前言
本篇文章主要从以下几个方面来分析批量消息:批量消息的介绍、如何发送批量消息、批量消息在broker端时如何存储、消费者如何消费批量消息。
一、批量消息
1. 批量消息特点
批量消息有如下特点:
- 批量消息具有相同的topic
- 批量消息具有相同的waitStoreMsgOK属性
- 批量消息不支持延迟消息
- 批量消息的大小不超过4M
2.使用场景
- 提高消息的吞吐能力和处理效率
- 降低下游系统的API调用频率
3.demo示例
RocketMQ源码的example包中给出了批量消息的2个使用示例,一个是发送批量消息,一个是在发送大批量消息时通过切分消息来确保消息的大小没有超过限制。
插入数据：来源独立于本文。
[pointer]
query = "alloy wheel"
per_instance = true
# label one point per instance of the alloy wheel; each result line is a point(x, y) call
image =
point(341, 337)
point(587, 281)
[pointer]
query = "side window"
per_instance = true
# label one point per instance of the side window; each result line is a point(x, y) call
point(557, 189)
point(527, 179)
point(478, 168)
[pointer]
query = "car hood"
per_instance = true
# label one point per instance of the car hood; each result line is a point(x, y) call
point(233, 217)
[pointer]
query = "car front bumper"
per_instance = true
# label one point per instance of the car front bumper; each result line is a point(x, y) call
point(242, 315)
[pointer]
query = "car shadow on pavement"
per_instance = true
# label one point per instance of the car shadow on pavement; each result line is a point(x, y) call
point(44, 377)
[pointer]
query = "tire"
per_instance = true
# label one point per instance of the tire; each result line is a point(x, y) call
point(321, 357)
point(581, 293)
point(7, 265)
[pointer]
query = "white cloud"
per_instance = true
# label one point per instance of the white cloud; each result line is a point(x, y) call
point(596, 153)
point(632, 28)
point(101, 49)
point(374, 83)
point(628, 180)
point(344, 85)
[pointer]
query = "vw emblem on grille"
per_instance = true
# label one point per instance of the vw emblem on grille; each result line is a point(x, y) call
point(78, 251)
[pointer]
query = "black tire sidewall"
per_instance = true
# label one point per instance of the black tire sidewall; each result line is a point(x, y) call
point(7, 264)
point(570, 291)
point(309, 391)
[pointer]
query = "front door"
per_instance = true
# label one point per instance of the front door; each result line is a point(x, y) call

具体代码如下:
demo 1:
public class SimpleBatchProducer {
public static void main(String[] args) throws Exception {
DefaultMQProducer producer = new DefaultMQProducer("BatchProducerGroupName");
producer.start();
//If you just send messages of no more than 1MiB at a time, it is easy to use batch
//Messages of the same batch should have: same topic, same waitStoreMsgOK and no schedule support
String topic = "BatchTest";
List<Message> messages = new ArrayList<>();
messages.add(new Message(topic, "Tag", "OrderID001", "Hello world 0".getBytes()));
messages.add(new Message(topic, "Tag", "OrderID002", "Hello world 1".getBytes()));
messages.add(new Message(topic, "Tag", "OrderID003", "Hello world 2".getBytes()));
producer.send(messages);
}
}
demo 2:
public class SplitBatchProducer {
public static void main(String[] args) throws Exception {
DefaultMQProducer producer = new DefaultMQProducer("BatchProducerGroupName");
producer.start();
//large batch
String topic = "BatchTest";
List<Message> messages = new ArrayList<>(100 * 1000);
for (int i = 0; i < 100 * 1000; i++) {
messages.add(new Message(topic, "Tag", "OrderID" + i, ("Hello world " + i).getBytes()));
}
//split the large batch into small ones:
ListSplitter splitter = new ListSplitter(messages);
while (splitter.hasNext()) {
List<Message> listItem = splitter.next();
producer.send(listItem);
}
}
}
class ListSplitter implements Iterator<List<Message>> {
private int sizeLimit = 1000 * 1000;
private final List<Message> messages;
private int currIndex;
public ListSplitter(List<Message> messages) {
this.messages = messages;
}
@Override
public boolean hasNext() {
return currIndex < messages.size();
}
@Override
public List<Message> next() {
int nextIndex = currIndex;
int totalSize = 0;
for (; nextIndex < messages.size(); nextIndex++) {
Message message = messages.get(nextIndex);
int tmpSize = message.getTopic().length() + message.getBody().length;
Map<String, String> properties = message.getProperties();
for (Map.Entry<String, String> entry : properties.entrySet()) {
tmpSize += entry.getKey().length() + entry.getValue().length();
}
tmpSize = tmpSize + 20; //for log overhead
if (tmpSize > sizeLimit) {
//it is unexpected that single message exceeds the sizeLimit
//here just let it go, otherwise it will block the splitting process
if (nextIndex - currIndex == 0) {
//if the next sublist has no element, add this one and then break, otherwise just break
nextIndex++;
}
break;
}
if (tmpSize + totalSize > sizeLimit) {
break;
} else {
totalSize += tmpSize;
}
}
List<Message> subList = messages.subList(currIndex, nextIndex);
currIndex = nextIndex;
return subList;
}
@Override
public void remove() {
throw new UnsupportedOperationException("Not allowed to remove");
}
}
二、批量消息发送
批量消息发送的过程与普通消息发送基本一致,具体发送详情可以参考笔者之前分享的文章RocketMQ源码分析之普通消息发送,此外需要注意目前批量消息的发送方式只支持同步和异步,没有单向发送。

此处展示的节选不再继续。